Sunday life: how to fix procrastination

This week I try self-binding


Apparently, Victor Hugo wrote nude. Which is not a pretty visual.

The writer also used to instruct his butler to hide his clothes so he couldn’t head outside for a wander when he was meant to be writing. Which makes me think, if only I had a butler. This column would’ve emerged in half the time and without ingestion of the following: a packet of wasabi peas, two pots of green tea (requiring a descaling of the kettle first and four visits to the loo), three spoonfuls of cashew spread straight from the jar (requiring seperate trips to the kitchen) and, regrettably, a dozen rounds of Angrybirds.

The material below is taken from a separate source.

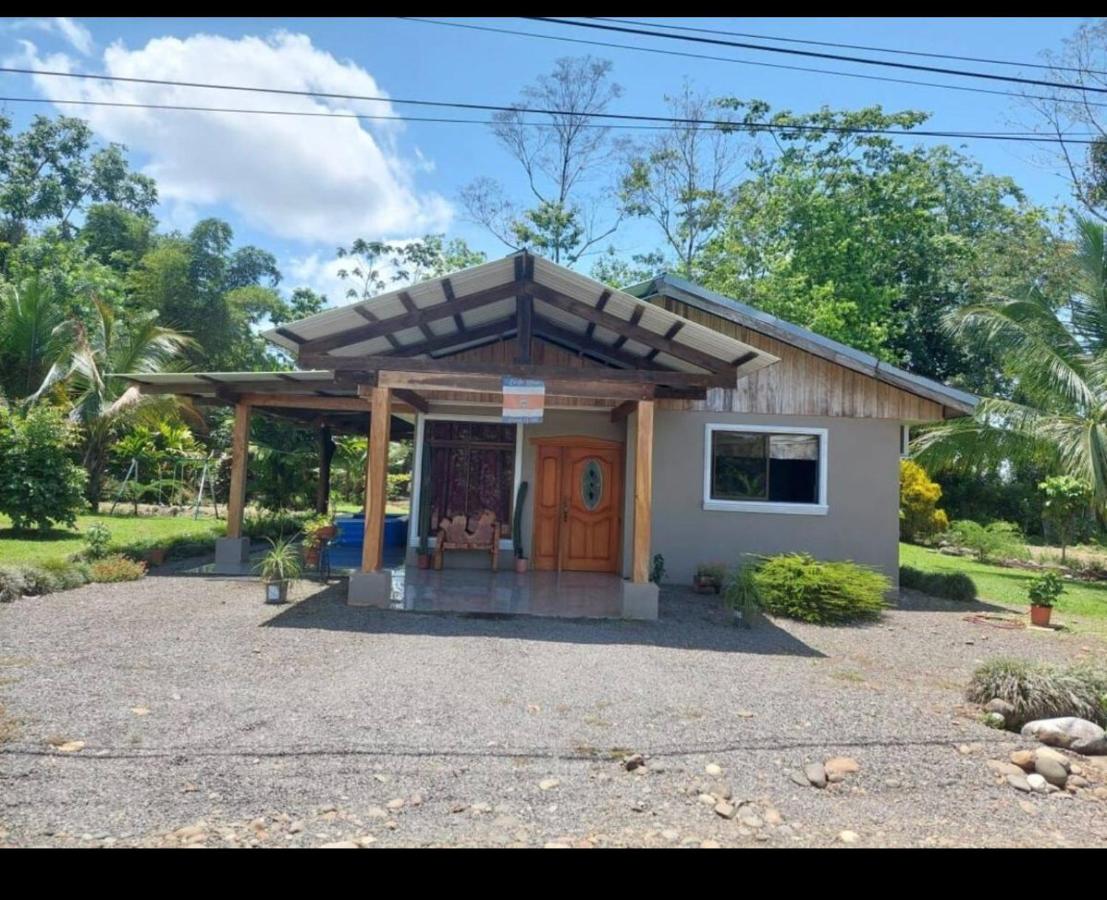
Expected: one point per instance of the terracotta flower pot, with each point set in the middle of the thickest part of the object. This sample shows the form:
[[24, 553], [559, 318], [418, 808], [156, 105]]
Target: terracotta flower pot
[[1040, 616]]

Writers notoriously struggle with procrastination, which is why there is so much written on the topic. Dailyroutines is a site dedicated to the tortured approaches writers implement to beat the tug of manana. It chronicles a litany of rigid techniques – John Grisham used to get up at 5, at his office writing by 5.30am; Kingsley Amis wouldn’t shower or dress until he’d written a certain wad of words.

In the past few years, though, a ream (?) of academics have taken over the struggle, presumably to find a solution so they can get on with their dissertations. Professor Piers Steel, in his recent book The Procrastination Equation, says 95 per cent of people procrastinate, 20 per cent of us are chronic procrastinators and that this figure has quadrupled in 24 years, largely due to the unbounded distractions of the internet. The New Yorker recently described putting things off as “the quintessentially modern problem”. I think most of us would agree; it plagues us.

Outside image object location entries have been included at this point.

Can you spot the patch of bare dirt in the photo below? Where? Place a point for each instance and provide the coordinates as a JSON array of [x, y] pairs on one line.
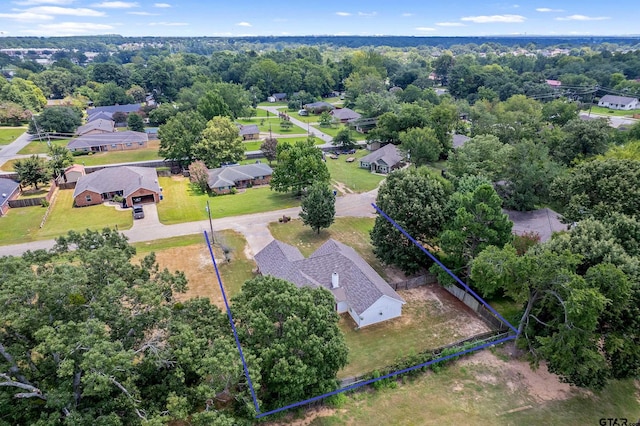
[[540, 384]]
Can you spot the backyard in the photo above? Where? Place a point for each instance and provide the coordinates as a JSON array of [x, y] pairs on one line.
[[182, 204]]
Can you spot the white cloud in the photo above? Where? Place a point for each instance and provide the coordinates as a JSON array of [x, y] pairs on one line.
[[583, 18], [56, 10], [37, 2], [26, 17], [450, 24], [168, 24], [116, 4], [508, 19], [546, 10], [69, 28]]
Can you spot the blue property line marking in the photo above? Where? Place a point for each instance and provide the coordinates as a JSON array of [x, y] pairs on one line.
[[386, 376], [233, 327], [432, 257]]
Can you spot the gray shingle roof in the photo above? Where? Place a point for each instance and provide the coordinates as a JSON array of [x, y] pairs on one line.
[[125, 178], [99, 124], [389, 154], [89, 141], [115, 108], [7, 186], [621, 100], [228, 176], [360, 284]]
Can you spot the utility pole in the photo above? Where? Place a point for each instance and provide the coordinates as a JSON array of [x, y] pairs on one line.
[[210, 222]]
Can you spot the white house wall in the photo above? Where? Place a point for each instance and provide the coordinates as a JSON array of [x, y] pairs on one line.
[[385, 308]]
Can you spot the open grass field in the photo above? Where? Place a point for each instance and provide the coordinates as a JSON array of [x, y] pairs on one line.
[[191, 255], [351, 175], [431, 318], [9, 134], [41, 147], [22, 225], [612, 112], [182, 204], [483, 390]]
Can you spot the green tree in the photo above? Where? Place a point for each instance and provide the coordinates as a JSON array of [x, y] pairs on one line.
[[270, 149], [344, 140], [299, 166], [220, 143], [135, 123], [418, 202], [420, 145], [59, 159], [318, 208], [179, 136], [57, 119], [294, 333], [32, 171]]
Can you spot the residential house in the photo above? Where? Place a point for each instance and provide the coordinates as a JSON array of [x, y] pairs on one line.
[[344, 115], [224, 179], [9, 190], [277, 97], [355, 285], [319, 107], [618, 102], [96, 127], [116, 141], [250, 132], [383, 160], [135, 184]]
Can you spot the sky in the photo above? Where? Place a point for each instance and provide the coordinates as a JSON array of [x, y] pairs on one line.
[[191, 18]]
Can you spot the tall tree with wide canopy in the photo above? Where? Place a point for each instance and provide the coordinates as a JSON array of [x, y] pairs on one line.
[[295, 335], [418, 202]]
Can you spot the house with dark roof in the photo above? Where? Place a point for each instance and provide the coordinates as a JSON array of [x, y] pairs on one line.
[[135, 184], [319, 107], [345, 115], [126, 109], [115, 141], [249, 132], [224, 179], [9, 190], [618, 102], [96, 127], [355, 285], [383, 160]]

The newest research, however, has found procrastination has little to do with a lack of willpower. Which I guess is good news because that makes it sound like it’s not my fault that I’m still toggling to check my blog traffic as I write this. Steele explains when we dither it’s because our two decision making-centres – the prehistoric limbic system (which makes impulsive, delaying choices) and the neo-cortex (which can look ahead to the future consequences of doing so) are having a go-nowhere tug-of-war.

So what’s the solution if it’s not pulling your finger out and trying harder? Judging by the research I’ve been sidetracked with this week, it’s about self-binding. That is, creating your own boundaries, like having hired help hide your clothes or tie you to a ship’s mast (as Ulysses famously did to stop himself from being lured off track by those damn Sirens). Behavioural economist Dan Ariely speaking at BigThink reckons humans like being bound. He did an experiment with students where they were given the choice between handing in all work at the end of the semester, or having individual deadlines dispersed throughout, but with penalties imposed if these individual deadlines were missed. The students chose the latter, despite the risk of penalty. That’s how much they preferred being bound.

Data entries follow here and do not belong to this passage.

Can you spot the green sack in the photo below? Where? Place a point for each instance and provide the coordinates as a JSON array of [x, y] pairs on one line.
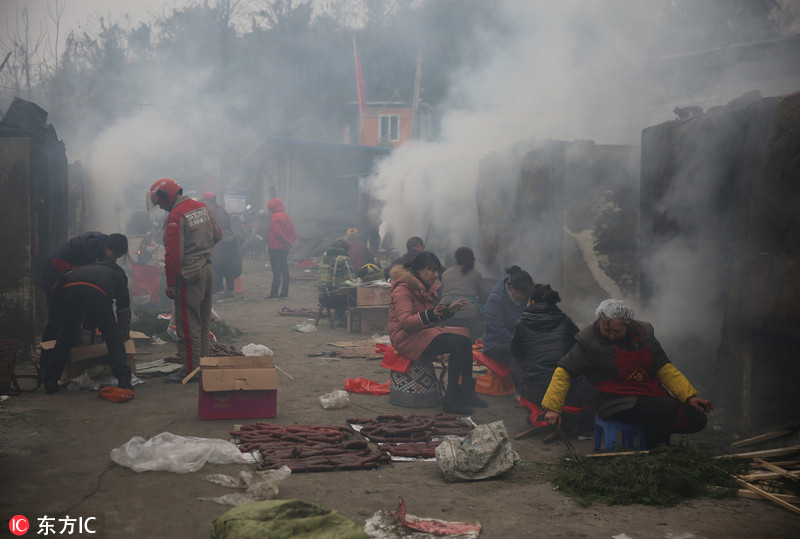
[[278, 519]]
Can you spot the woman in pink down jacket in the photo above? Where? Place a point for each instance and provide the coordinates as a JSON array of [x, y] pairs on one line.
[[413, 318]]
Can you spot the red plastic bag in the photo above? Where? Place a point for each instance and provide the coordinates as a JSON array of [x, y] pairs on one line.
[[363, 385], [392, 359], [537, 412]]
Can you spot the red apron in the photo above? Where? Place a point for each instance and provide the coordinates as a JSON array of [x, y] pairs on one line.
[[633, 374]]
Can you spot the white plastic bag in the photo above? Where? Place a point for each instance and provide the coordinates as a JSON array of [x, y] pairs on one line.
[[256, 350], [335, 399], [172, 453], [306, 326], [260, 485]]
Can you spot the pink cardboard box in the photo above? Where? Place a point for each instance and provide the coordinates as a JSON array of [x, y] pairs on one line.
[[237, 387]]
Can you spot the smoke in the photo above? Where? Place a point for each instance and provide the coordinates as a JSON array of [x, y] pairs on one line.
[[602, 71]]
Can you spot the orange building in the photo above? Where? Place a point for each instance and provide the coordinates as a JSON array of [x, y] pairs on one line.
[[386, 124]]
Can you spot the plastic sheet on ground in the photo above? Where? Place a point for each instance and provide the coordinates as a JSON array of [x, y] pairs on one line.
[[385, 524], [158, 366], [306, 326], [483, 453], [259, 486], [172, 453], [85, 381]]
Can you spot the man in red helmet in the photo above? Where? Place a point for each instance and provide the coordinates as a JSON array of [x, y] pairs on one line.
[[281, 237], [190, 234]]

As I found this week, all kinds of gizmos are emerging to help us self-bind. SnuzNLuz is an alarm clock that, when you hit “snooze”, donates money to causes you hate. This week I paid $10 to download Freedom, a web program that blocks the internet for up to 8 hours. While I was at it, I also downloaded Anti-Social, which selectively blocks your social media sites only. Curiously it costs $5 more. Nora Ephron, Dave Eggers and Nick Hornby all use Freedom, which comes with the tagline:

“Freedom enforces freedom”

Did I experience enforced freedom? Yep. There’s a certain relief to be gleaned from not being contactable nor able to do “just a little bit more extra background reading“ before starting a job. Like going on a work trip where there’s no phone or internet reception. At first you’re outraged. Then you see it as a blessing.

Once Freedom was installed I sailed through the rest of this column. I didn’t move. When I wavered, and tried to toggle over to Twitter, the program screamed at me, “Freedom will not respond until your offline interval expires!” Just like my very own butler.

I’m reminded of something my meditation teacher Tim says to me when I whine about not having enough cash to take off to Bali. Or having to work over a weekend. “Ah, you’ve been rendered choiceless,” he says. He’s said it a few times, and always in a tone that indicates this is a good thing. I guess it is.